COHHIO / COHHIO_HMIS

Code for pulling in HMIS data, writing it out to reports
GNU Affero General Public License v3.0
10 stars 5 forks source link

Which `pe_` cohorts should be deduplicated? (and when?) #151

Closed gwenbeebe closed 3 years ago

gwenbeebe commented 3 years ago

Right now, most of our pe_ cohorts are getting deduplicated by person and alternate project ID. However, pe_adults_entered contains a few duplicates (my data files aren't from today, but I'm showing five duplicates). If we deduplicate it, we see different results in our summary_pe_adults_entered dataframe because our summarizing is done with n() instead of distinct counts. This leaves me with two questions:

gwenbeebe commented 3 years ago

Note: this also applies to pe_hohs_entered

gwenbeebe commented 3 years ago

To keep my deduplicating thoughts together, I'm going to expand this question to "and when?"

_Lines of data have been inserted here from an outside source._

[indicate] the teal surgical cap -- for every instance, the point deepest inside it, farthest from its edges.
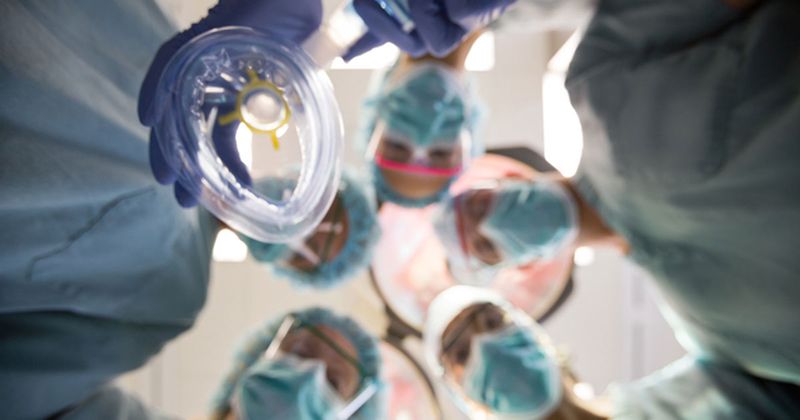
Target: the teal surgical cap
(249, 366)
(530, 220)
(427, 105)
(355, 255)
(509, 373)
(287, 387)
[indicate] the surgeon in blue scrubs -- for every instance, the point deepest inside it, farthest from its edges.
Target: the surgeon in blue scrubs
(691, 164)
(691, 118)
(99, 266)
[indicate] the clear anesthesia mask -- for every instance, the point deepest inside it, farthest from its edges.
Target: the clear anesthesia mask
(236, 100)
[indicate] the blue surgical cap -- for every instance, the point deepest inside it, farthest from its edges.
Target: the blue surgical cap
(251, 351)
(512, 370)
(530, 220)
(355, 255)
(509, 373)
(426, 106)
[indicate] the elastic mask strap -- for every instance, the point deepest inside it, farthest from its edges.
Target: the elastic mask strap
(415, 168)
(337, 217)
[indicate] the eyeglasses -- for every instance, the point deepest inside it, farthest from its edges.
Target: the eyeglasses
(333, 227)
(367, 385)
(396, 152)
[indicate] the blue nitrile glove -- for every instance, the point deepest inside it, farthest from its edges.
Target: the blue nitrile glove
(440, 25)
(292, 20)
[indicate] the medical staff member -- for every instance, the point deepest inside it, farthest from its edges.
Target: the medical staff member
(420, 123)
(495, 361)
(690, 113)
(99, 268)
(307, 365)
(340, 247)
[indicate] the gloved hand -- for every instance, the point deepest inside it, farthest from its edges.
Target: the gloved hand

We currently create pe_hohs_served_leavers by adding an exit filter to pe_hohs_served. This makes sense, but we are filtering pe_hohs_served, deduplicating, and then filtering for pe_hohs_served_leavers after that deduplication.

If we instead create pe_hohs_served_leavers all at once, as shown below, we gain a few more people because we apply those filters before the deduplication. Is that what we want to do, or do we want to be catching those additional leavers? I'm not sure what is closest to the intent of the metric.

pe_hohs_served_leavers <- co_hohs_served %>%
  filter(served_between(., hc_project_eval_start, hc_project_eval_end) &
           exited_between(., hc_project_eval_start, hc_project_eval_end)) %>%
  select("PersonalID", "ProjectID", "EnrollmentID") %>%
  inner_join(pe_coc_funded, by = "ProjectID") %>%
  left_join(Client, by = "PersonalID") %>%
  left_join(
    Enrollment %>%
      select(-UserID,-DateCreated,-DateUpdated,-DateDeleted,-ExportID),
    by = c(
      "PersonalID",
      "EnrollmentID",
      "ProjectID",
      "ProjectType",
      "ProjectName"
    )
  ) %>%
  select(all_of(vars_we_want)) %>%
  arrange(PersonalID, AltProjectID, desc(EntryDate)) %>%
  distinct(PersonalID, AltProjectName, .keep_all = TRUE) # no dupes w/in a project
gwenbeebe commented 3 years ago

Just checking back in on this--it looks like pe_hohs_served_leavers and pe_hohs_served both have de-duping logic in them, but it's commented out. Are we testing something with that commenting? It looks like with that commented we aren't deduping them before creating the summaries, so I feel like I'm missing something.

gwenbeebe commented 3 years ago

Closed per conversation with Genelle comment in Slack on 5/2